Scientists use a variety of standard research organisms, including fruit flies and mice, to study the evolutionary development (evo-devo) of animal lineages. Expanding the diversity of these research organisms advances our understanding of life and advances biomedicine and environmental conservation.

In a recently published study Frontiers in Evolutionary Developmental BiologyScientists from the Marine Biological Laboratory (MBL) in Woods Elven and the Stazione Zoologica Anton Dohrn (SZS) in Naples, Italy, have introduced a species of sea cucumber. Holothuria tubulosa as a new species. evo-devo study of the organism.

Advantages of using echinoderm

Holothuria tubulosa, Found in the Mediterranean and the eastern part of the Atlantic Ocean, sea urchins belong to the echinoderm group that includes starfish and sand dollars. Some species of echinoderms have been used in developmental research for more than a century due to their economic efficiency, high fertility, diverse larvae and, more recently, their suitability for genetic studies.

“Echinoderms are the invertebrates genetically closest to humans, which means we share many of our genes. If we understand how these genes work in echinoderms, we know how they work in humans as well,” said MBL scientist Margherita Perillo, who led the study.

“Sea cucumbers also have attributes and special skills, such as feeding on sediments that clean the ocean floor and the ability to fully regenerate their entire bodies, which could be useful for conservation and biomedicine,” he added.

Protocol for obtaining embryonic cultures

The first step of creation H. tubulosa As a research organism, a protocol had to be developed for the efficient production of embryonic cultures under laboratory conditions. Current methods, including mimicking the animal’s natural reproductive cycle and ensuring the release of all of the animal’s organs through evisceration (a behavior sea cucumbers often display under threat), have been difficult, ineffective, or both.

To overcome this, a team led by SZS’s Rossella Annunziata and Perillo developed a non-invasive technique to repeatedly collect small numbers of gametes (sperm and eggs) over a long period of time. Microsurgery involves making a small incision near the sea cucumber’s reproductive organs, allowing you to obtain the testicles or ovaries. The incision heals quickly, allowing researchers to collect animals every few days.

Because the eggs obtained with this technique are immature and cannot be fertilized, the researchers then expose the collected ovaries to thioredoxin-2 peptide, a synthetic peptide known to work in other species, making them receptive to sperm. They then grow the fertilized egg in culture, where it reaches the metamorphosis stage in about eight weeks.
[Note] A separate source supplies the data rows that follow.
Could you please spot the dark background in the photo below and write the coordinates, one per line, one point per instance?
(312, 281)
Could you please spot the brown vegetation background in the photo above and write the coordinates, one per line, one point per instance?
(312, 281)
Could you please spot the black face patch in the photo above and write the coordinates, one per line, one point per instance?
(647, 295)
Perillo explains: “Our protocol eliminates the main bottleneck through which H. tubulosa “It has not been used as a research organism, and it opens the door for more scientists to use it.”

Achievements and future prospects

The team used high-resolution microscopy combined with immunohistochemistry to document larval development, focusing on their unique structures. Their detailed description will form the basis for future studies aimed at using genetic manipulations for functional analysis of H. pylori development. tubulosa .
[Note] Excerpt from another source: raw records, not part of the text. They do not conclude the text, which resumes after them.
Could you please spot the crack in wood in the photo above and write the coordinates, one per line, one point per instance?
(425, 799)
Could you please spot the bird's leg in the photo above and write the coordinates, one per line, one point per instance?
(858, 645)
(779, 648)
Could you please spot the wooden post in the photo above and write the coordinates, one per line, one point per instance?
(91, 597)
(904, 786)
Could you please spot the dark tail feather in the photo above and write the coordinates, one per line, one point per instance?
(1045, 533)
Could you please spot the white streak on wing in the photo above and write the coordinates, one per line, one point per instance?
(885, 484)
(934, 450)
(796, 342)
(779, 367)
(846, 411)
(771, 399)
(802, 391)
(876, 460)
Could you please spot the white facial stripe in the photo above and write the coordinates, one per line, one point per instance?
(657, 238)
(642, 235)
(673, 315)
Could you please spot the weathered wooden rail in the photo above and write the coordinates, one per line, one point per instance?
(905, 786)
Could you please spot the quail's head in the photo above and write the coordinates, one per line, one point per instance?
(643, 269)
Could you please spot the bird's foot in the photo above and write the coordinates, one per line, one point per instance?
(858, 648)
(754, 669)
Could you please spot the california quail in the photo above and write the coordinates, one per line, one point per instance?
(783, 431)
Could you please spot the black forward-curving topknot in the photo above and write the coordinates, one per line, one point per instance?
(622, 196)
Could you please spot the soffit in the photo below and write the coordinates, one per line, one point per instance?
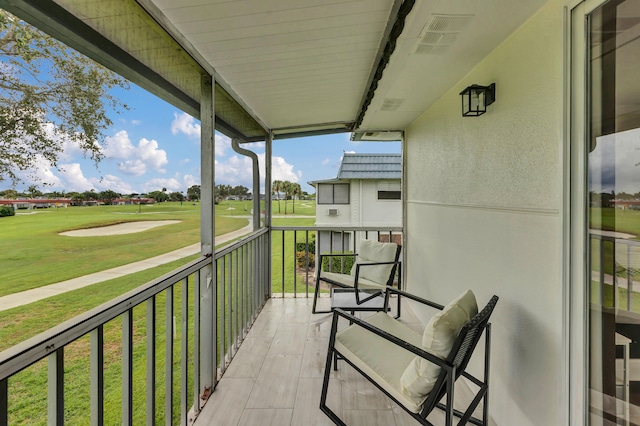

In addition, they provided an example of how scientists can use echinoderm larvae to study the diversity of anatomical structures in closely related organisms. In this case, they used serotonin immunostaining to show how the location of serotonin neurons differs between echinoderm species. Why and how this diversity occurs is an open question in the biology of evolutionary development.

“The sea cucumber is an amazing animal, and the better we understand it, the more valuable it becomes as a research organism,” Perillo said. “I now plan to develop genetic tools to further characterize this as a new comparative model in evo-devo. This collaboration also laid the foundation for the creation of new species of sea cucumbers in MBL.”